Nevermind the endless stream of tourists, or the wickedly overpriced food, or god, even the insanely suicidal pigeons and outright thuggish seagulls who would harass you for just a teensy bite of that aforementioned expensive food, it all couldn’t lessen my love for the creaking of wooden planks under my feet, the smell of ocean mixed with sweet candy-ice cream- donuts and yumtastic things galore. I started going at first with my mom, when she would have a Saturday off from work (or a memorable time when she let me skip school on a week day) and even though at home it was the kind of battlefield that burns scars for life, we would leave it all behind for a couple of hours, a day spent in truce. Later we started bringing my best friend Watson along, and at the piers we could sit or wander for hours, people watching, munching on fish and chips for lunch.It was where I learned to observe life, to enjoy the tide of strangers rushing past and just enjoy the experience of being surrounded by life. We would talk about life, plans for the future, little things that didn’t matter or things that did, and there we were closer than mother-daughter-friend.

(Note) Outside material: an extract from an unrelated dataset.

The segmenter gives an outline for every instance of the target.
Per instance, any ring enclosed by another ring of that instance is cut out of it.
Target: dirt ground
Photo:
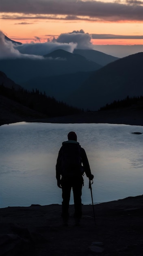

Going back on this recent trip with Watson, it was like stepping into shoes I hadn’t worn in years, finding the grooves unfamiliar, but eventually comforting. Stepping away from the main centers to find the quiet benches by the docks, sipping on cool drinks in the setting sun while popping little sugary donuts into our mouth, it was the kind of bittersweet memory that sounds so cliche in the retelling but in the moment itself could not be more present and genuine , a digging into lovely old memories and little wounds.
Architecture of love, the movement of buildings unmoving and yet fluid in your eyes. Monuments heavy and boisterous , the little corner houses insignificant except for the sparkle of something not-can’t-describe.